Avrupa Parlamentosundaki oturumlar bittiğinde benim gözüm hâlâ Gülbahar Hanım’da. Bir yanım ona sarılmak, destek ve güç vermek istiyor. Diğer yanda kendimde bu gücün kırıntılarını henüz bulabilmiş değilim.
Brüksel’de düzenlenen konferans öncesi Gülbahar Hanım’ı yeniden uzaktan görüyorum. Yanına gidiyorum. Nasıl olduğunu sorunca, “Yaşamak istemesem de yaşıyorum.” diyor. Gözlerinden yaşlar yeniden süzülmeye başlıyor ve onunla birlikte hepimizin gözleri doluyor. Çin’in binlerce kilometre ötesinde hâlâ sürdürdüğü işkence, Brüksel’de hepimize birden böyle erişiveriyor.
Gülbahar Hanım toplama kampından serbest bırakılmadan önce, kampta arkasında bıraktığı genç bir kızdan bahsediyor. O kız, Gülbahar Hanım’ı sıkı sıkıya şöyle tembihlemiş: “Çin ne kadar çok para verirse versin buradaki zulmü anlatacağına söz ver! Sakın unutma! Bu artık senin emanetin… Emanetini unutma!”

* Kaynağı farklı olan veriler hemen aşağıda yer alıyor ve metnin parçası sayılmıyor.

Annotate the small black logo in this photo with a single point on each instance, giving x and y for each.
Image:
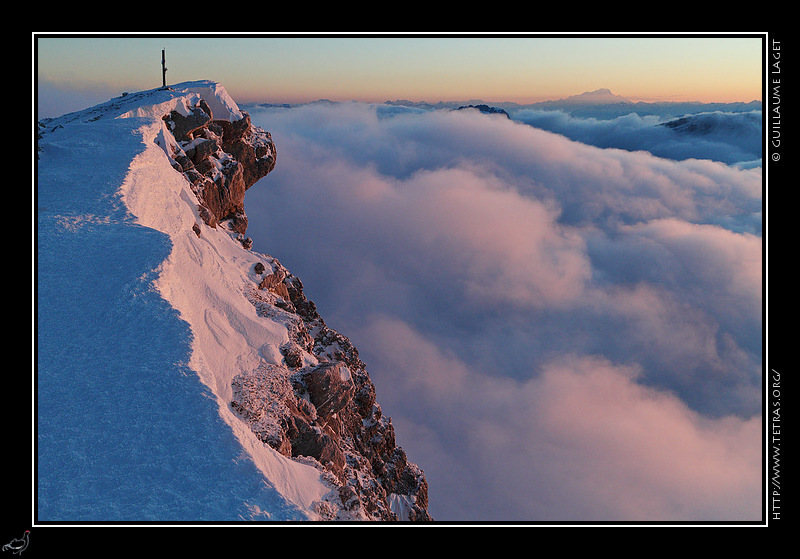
(17, 546)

Gülbahar Jelilova, canını yaksa da her gün yanında taşıdığı emanetine sahip çıkıyor. Ben ve diğer katılımcılar Avrupa Parlamentosundan çıkıyoruz. Sabah ha yağdı ha yağacak olan yağmur çoktan başlamış. Parlamentonun önü hâlâ kalabalık. Emanetini sırtlanan farklı farklı insanlar, seslerini duyurmak için Lüksemburg Meydanında sıra bekliyorlar.